El malware en sí fue diseñado para, primero unirse al navegador de acogida, lo que le permite modificar cualquier página Web que quería antes mostrarlos al usuario. Una vez conectado al navegador, el malware podría insertar un código adicional, (una red de bots), en la página o páginas web del banco que el usuario visitase.

Esto no es lo que realmente da miedo. La verdadera carga útil llega cuando la botnet aprovecha su conexión a los sistemas bancarios situados en el otro lado del navegador, como un canal a través del cual se puede insertar el verdadero ataque a la inserción de código de transacción monetaria que esencialmente genera la posibilidad de desviar cierta cantidad de dinero.

Zbot, que ahora se conoce públicamente como ZeuS, fue la primera aparición de un botnet malicioso, con teléfono en el hogar y el mando y control de la gestión del servicio. Su creador, conocido en los canales subterráneos como Slavik, vendió el kit del malware original a la industria en este submundo del ciberespacio.

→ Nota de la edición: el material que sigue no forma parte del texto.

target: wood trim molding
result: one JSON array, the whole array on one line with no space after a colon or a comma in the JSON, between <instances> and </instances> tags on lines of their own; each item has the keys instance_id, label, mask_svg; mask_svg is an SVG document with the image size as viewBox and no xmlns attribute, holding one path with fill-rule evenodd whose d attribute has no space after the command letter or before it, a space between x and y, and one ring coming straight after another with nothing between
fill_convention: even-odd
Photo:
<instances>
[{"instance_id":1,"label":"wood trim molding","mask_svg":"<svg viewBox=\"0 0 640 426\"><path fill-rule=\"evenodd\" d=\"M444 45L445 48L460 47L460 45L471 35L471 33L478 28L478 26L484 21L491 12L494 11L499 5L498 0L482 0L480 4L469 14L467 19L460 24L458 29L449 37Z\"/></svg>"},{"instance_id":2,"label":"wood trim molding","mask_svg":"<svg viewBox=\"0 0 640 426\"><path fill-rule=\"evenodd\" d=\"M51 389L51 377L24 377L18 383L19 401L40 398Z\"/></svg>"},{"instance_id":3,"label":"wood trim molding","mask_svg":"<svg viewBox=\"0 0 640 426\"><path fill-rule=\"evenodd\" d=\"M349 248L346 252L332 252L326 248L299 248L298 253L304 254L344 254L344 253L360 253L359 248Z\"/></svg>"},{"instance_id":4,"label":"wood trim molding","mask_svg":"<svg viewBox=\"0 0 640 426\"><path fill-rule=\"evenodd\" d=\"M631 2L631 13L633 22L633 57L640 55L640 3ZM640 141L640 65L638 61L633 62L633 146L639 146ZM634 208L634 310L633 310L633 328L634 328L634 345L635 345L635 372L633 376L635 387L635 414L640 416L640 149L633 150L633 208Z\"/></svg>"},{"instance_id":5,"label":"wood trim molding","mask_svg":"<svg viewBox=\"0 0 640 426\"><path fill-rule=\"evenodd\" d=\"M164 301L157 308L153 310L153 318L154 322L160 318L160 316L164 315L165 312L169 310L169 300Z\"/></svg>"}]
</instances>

Slavik trabajó extremadamente bien. Tanto así, que hizo un montón de dinero y algunos de sus clientes hicieron más con el lanzamiento de algunos graves ataques a la banca en línea, utilizando el kit de malware que creó y comercializó.

A medida que el nuevo mercado crecía, el negocio se convirtió en uno de escalas mayores, con sus intereses, y márgenes de codicia.

(Continuará…)

Adolfo Manaure

Entusiasta seguidor de la tecnología y las innovaciones que cambian el mundo. Director Editorial y COO en The HAP Group.